UNIQUE Vol. I (2019—2021)
Sur la jeunesse et la beauté atypiques


Modèles castés par Midland


Fin 2017, je travaillais sur une série mode à New York. Une agence de casting, Midland, avait sélectionné les modèles censés apparaître dans l’éditorial. Quand j’ai vu les photos sur le mur du studio, j’ai remarqué que les modèles repérés dans la rue, simples et sans fard, dotés d’un physique très particulier, étaient bien plus intéressants avant de passer par les étapes rituelles de la photographie de mode que sont l’habillage, le maquillage et la coiffure. À mes yeux, ces portraits étaient plus frappants que les images que je produisais sur commande. J’étais incapable de formuler une description des modèles parce qu’aucun d’entre eux ne pouvait être considéré comme beau dans le sens traditionnel du terme. De fait, la plupart étaient presque à l’opposé du beau : étranges, décalés, singuliers, atypiques, bien qu’aucun de ces qualificatifs ne leur rende justice. Mon incapacité à décrire ce que j’avais sous les yeux m’a fasciné.

Depuis plusieurs années, je suivais les directeurs de Midland Agency, Rachel Chandler et Walter Pearce : j’étais captivé par le bouleversement esthétique qu’ils introduisaient dans le monde de la mode. Je leur ai demandé s’ils seraient d’accord pour présenter à leurs modèles mon projet couvrant Londres, Paris, New York, Le Cap et Johannesburg. Au sujet de l’agence, Chandler raconte, « Le père de Walter a dit que les gamins qu’on sélectionnait étaient le genre d’ados qui se faisaient péter la gueule dans son lycée à Midland, dans le Texas. Le nom était tout trouvé. » J’ai briefé les modèles comme suit : « Venez avec vos propres habits, de préférence monochromes ou color block et sans marques » Quant à l’attitude qu’ils devaient adopter face à l’appareil : « Soyez simplement vous-mêmes et regardez-moi dans les yeux ». J’attendais plus de fragilité et de vulnérabilité de la part de certains modèles, je voulais qu’ils affichent leur singularité sans gêne, avec assurance ; je leur ai donc demandé de porter moins de vêtements. Certains sont allés jusqu’à poser nus. »

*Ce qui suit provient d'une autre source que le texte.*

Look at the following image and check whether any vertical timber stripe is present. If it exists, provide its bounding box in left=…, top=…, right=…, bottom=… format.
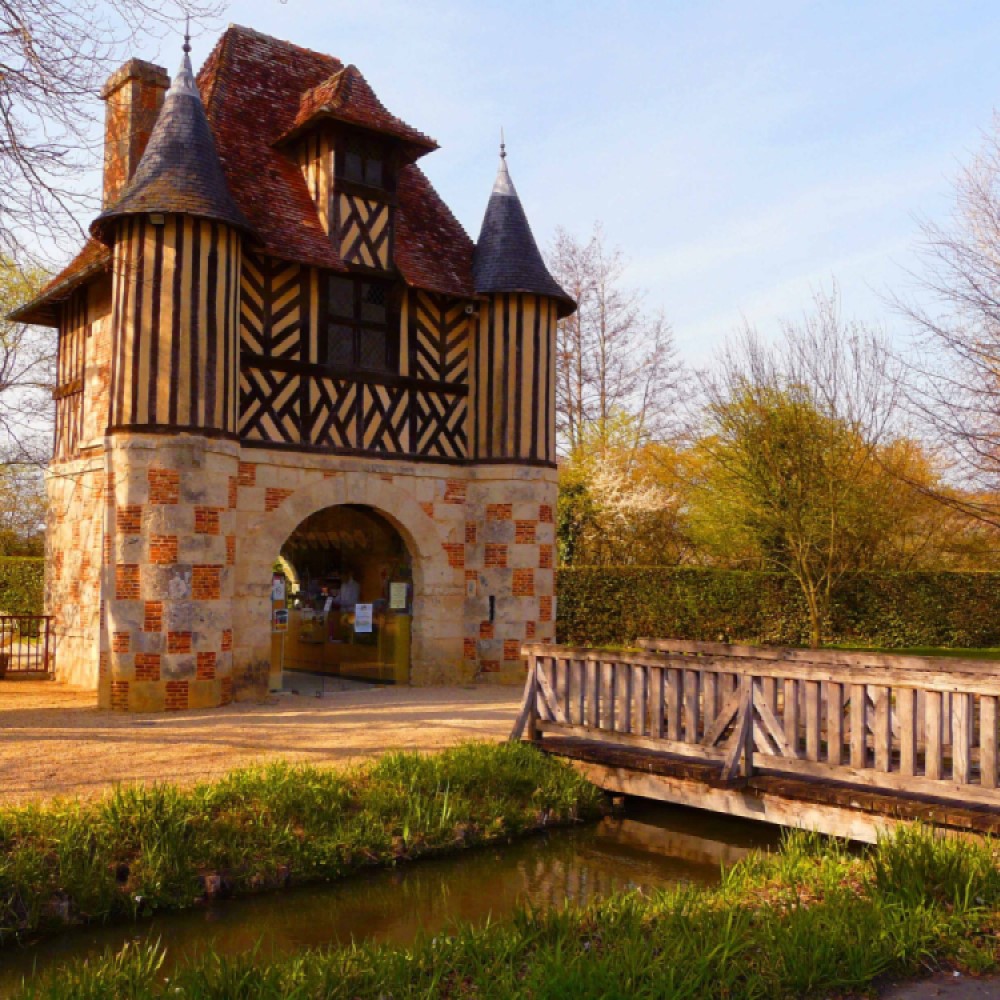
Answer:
left=295, top=131, right=334, bottom=233
left=53, top=288, right=90, bottom=459
left=470, top=292, right=558, bottom=463
left=111, top=215, right=241, bottom=433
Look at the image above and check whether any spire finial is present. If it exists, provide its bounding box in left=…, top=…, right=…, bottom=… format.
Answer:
left=167, top=14, right=201, bottom=101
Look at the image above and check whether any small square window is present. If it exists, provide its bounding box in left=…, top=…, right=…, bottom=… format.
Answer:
left=361, top=282, right=387, bottom=323
left=330, top=278, right=354, bottom=319
left=361, top=330, right=386, bottom=371
left=326, top=323, right=354, bottom=368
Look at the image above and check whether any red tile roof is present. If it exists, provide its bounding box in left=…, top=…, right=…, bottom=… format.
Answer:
left=286, top=66, right=438, bottom=153
left=18, top=25, right=475, bottom=322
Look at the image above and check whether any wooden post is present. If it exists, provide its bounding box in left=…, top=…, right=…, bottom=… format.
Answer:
left=525, top=653, right=538, bottom=743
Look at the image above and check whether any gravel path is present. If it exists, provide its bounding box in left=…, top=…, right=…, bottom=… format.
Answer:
left=0, top=677, right=521, bottom=803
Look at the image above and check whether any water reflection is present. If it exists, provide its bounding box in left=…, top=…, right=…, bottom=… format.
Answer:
left=0, top=801, right=778, bottom=994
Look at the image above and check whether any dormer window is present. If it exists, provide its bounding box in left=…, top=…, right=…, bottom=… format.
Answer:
left=325, top=275, right=399, bottom=373
left=340, top=135, right=389, bottom=188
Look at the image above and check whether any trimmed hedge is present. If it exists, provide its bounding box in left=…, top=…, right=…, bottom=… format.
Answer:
left=556, top=567, right=1000, bottom=648
left=0, top=556, right=45, bottom=615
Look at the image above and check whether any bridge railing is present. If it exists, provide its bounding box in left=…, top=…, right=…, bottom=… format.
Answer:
left=512, top=640, right=1000, bottom=805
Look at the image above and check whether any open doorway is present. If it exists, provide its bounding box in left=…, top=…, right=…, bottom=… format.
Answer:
left=271, top=504, right=413, bottom=684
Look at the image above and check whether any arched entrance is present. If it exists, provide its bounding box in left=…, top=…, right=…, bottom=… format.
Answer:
left=271, top=504, right=413, bottom=684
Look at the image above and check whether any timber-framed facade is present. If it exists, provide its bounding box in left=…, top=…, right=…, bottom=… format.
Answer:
left=15, top=26, right=574, bottom=710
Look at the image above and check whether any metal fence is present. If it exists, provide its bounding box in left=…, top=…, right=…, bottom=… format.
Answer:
left=0, top=615, right=54, bottom=680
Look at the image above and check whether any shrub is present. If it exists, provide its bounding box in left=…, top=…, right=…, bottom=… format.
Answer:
left=0, top=557, right=45, bottom=615
left=556, top=567, right=1000, bottom=648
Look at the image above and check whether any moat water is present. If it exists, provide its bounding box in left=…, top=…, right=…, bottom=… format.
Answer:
left=0, top=800, right=780, bottom=996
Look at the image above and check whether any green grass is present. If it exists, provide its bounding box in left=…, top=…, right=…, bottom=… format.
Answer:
left=0, top=743, right=602, bottom=943
left=20, top=830, right=1000, bottom=1000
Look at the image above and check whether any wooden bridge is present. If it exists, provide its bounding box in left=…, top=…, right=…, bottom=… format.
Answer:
left=512, top=639, right=1000, bottom=841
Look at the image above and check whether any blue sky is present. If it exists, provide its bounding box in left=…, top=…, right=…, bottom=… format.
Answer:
left=160, top=0, right=1000, bottom=363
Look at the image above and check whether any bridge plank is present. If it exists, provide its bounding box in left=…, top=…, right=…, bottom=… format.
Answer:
left=825, top=681, right=844, bottom=764
left=896, top=690, right=917, bottom=775
left=851, top=684, right=868, bottom=768
left=924, top=691, right=943, bottom=780
left=979, top=697, right=997, bottom=788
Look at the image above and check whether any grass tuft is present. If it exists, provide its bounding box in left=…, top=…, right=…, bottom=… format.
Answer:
left=0, top=743, right=602, bottom=943
left=13, top=824, right=1000, bottom=1000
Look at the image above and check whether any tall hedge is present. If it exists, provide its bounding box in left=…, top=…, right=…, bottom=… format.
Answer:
left=0, top=556, right=45, bottom=615
left=556, top=567, right=1000, bottom=648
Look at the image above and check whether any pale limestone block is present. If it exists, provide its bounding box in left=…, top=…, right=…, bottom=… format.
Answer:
left=160, top=653, right=197, bottom=681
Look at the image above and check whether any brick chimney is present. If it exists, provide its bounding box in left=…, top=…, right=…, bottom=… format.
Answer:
left=101, top=59, right=170, bottom=208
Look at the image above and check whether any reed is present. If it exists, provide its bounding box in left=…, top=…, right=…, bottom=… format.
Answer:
left=20, top=829, right=1000, bottom=1000
left=0, top=743, right=601, bottom=943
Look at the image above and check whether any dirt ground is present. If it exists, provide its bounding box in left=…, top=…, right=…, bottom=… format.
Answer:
left=0, top=677, right=521, bottom=803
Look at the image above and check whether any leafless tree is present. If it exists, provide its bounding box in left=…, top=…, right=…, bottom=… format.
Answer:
left=895, top=116, right=1000, bottom=525
left=0, top=256, right=56, bottom=468
left=700, top=290, right=900, bottom=646
left=0, top=0, right=224, bottom=263
left=549, top=224, right=682, bottom=452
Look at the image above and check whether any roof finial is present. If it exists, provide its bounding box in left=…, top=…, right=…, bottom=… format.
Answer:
left=167, top=14, right=201, bottom=100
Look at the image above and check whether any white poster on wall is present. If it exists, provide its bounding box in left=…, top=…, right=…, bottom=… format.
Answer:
left=354, top=604, right=372, bottom=632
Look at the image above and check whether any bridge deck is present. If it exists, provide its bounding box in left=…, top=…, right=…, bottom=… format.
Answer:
left=513, top=640, right=1000, bottom=841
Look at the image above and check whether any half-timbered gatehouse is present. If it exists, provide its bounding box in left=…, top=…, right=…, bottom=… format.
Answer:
left=15, top=27, right=574, bottom=710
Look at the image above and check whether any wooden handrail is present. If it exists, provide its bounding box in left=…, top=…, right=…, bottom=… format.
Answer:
left=511, top=640, right=1000, bottom=806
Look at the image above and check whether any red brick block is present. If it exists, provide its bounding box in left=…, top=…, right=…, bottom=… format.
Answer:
left=197, top=653, right=215, bottom=681
left=167, top=632, right=191, bottom=653
left=147, top=468, right=181, bottom=504
left=191, top=566, right=222, bottom=601
left=264, top=486, right=295, bottom=513
left=149, top=535, right=177, bottom=566
left=135, top=653, right=160, bottom=681
left=164, top=681, right=188, bottom=712
left=115, top=563, right=139, bottom=601
left=194, top=507, right=220, bottom=535
left=484, top=542, right=507, bottom=569
left=142, top=601, right=163, bottom=632
left=514, top=521, right=535, bottom=545
left=444, top=479, right=467, bottom=503
left=111, top=681, right=128, bottom=712
left=115, top=503, right=142, bottom=535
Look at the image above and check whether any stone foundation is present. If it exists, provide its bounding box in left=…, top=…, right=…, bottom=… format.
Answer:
left=48, top=434, right=556, bottom=711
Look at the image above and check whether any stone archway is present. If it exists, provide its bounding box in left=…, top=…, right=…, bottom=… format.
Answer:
left=233, top=471, right=463, bottom=684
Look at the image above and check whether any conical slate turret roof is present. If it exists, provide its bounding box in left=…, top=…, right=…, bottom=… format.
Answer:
left=90, top=39, right=250, bottom=242
left=472, top=146, right=576, bottom=316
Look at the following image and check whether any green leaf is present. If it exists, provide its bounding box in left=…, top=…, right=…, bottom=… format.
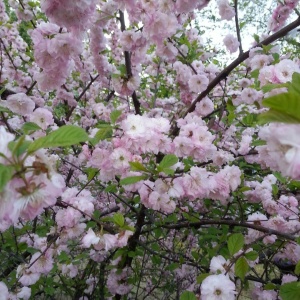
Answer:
left=8, top=135, right=32, bottom=157
left=0, top=164, right=13, bottom=193
left=104, top=184, right=117, bottom=193
left=295, top=260, right=300, bottom=276
left=234, top=257, right=249, bottom=280
left=245, top=251, right=258, bottom=261
left=262, top=92, right=300, bottom=123
left=89, top=126, right=113, bottom=146
left=288, top=72, right=300, bottom=95
left=264, top=282, right=277, bottom=291
left=250, top=69, right=259, bottom=79
left=180, top=291, right=197, bottom=300
left=120, top=175, right=148, bottom=185
left=22, top=122, right=42, bottom=134
left=157, top=154, right=178, bottom=172
left=197, top=273, right=210, bottom=284
left=28, top=125, right=89, bottom=152
left=279, top=282, right=300, bottom=300
left=166, top=263, right=180, bottom=271
left=227, top=233, right=245, bottom=255
left=110, top=110, right=122, bottom=124
left=129, top=161, right=148, bottom=172
left=258, top=109, right=299, bottom=125
left=113, top=213, right=125, bottom=227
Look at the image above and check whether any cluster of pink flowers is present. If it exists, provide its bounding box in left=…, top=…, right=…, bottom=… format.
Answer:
left=258, top=123, right=300, bottom=179
left=31, top=23, right=82, bottom=91
left=41, top=0, right=96, bottom=30
left=269, top=0, right=299, bottom=31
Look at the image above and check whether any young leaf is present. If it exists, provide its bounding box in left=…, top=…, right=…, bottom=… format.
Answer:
left=113, top=213, right=125, bottom=227
left=120, top=175, right=148, bottom=185
left=262, top=92, right=300, bottom=123
left=0, top=164, right=13, bottom=193
left=129, top=161, right=148, bottom=172
left=227, top=233, right=245, bottom=255
left=245, top=251, right=258, bottom=261
left=22, top=122, right=42, bottom=134
left=28, top=125, right=89, bottom=152
left=295, top=261, right=300, bottom=276
left=234, top=257, right=249, bottom=280
left=89, top=126, right=113, bottom=145
left=279, top=281, right=300, bottom=300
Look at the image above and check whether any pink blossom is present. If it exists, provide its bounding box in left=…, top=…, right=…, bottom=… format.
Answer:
left=6, top=93, right=35, bottom=116
left=189, top=74, right=209, bottom=93
left=0, top=126, right=15, bottom=163
left=201, top=274, right=237, bottom=300
left=17, top=286, right=31, bottom=300
left=258, top=123, right=300, bottom=179
left=195, top=97, right=214, bottom=117
left=41, top=0, right=96, bottom=30
left=223, top=34, right=240, bottom=53
left=217, top=0, right=235, bottom=21
left=143, top=11, right=179, bottom=44
left=274, top=59, right=300, bottom=83
left=29, top=251, right=53, bottom=274
left=0, top=281, right=9, bottom=300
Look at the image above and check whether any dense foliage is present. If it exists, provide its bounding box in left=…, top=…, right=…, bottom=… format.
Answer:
left=0, top=0, right=300, bottom=300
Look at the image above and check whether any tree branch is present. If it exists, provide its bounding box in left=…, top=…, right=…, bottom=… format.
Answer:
left=171, top=17, right=300, bottom=136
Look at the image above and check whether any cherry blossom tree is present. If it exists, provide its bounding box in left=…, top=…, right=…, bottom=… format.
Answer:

Quand j’ai cherché à comprendre pourquoi les images étaient si fascinantes, j’ai pensé à Œdipe, « Celui qui a les pieds enflés ». Dans la mythologie grecque, avoir des traits physiques différents, qui peuvent être perçus comme un handicap, est souvent un signe de prédestination. Œdipe a une démarche différente de la plupart des mortels, littéralement (il boite) et métaphoriquement, parce que sa vie a pris un chemin tragique. Et c’est grâce à sa claudication qu’il parvient à résoudre l’énigme du Sphinx : « Qu’est-ce qui a quatre pattes le matin, deux l’après-midi et trois le soir ? » Son « défaut », qui l’oblige à marcher avec une canne bien qu’il ne soit pas encore vieux, lui fournit la réponse : « l’homme ».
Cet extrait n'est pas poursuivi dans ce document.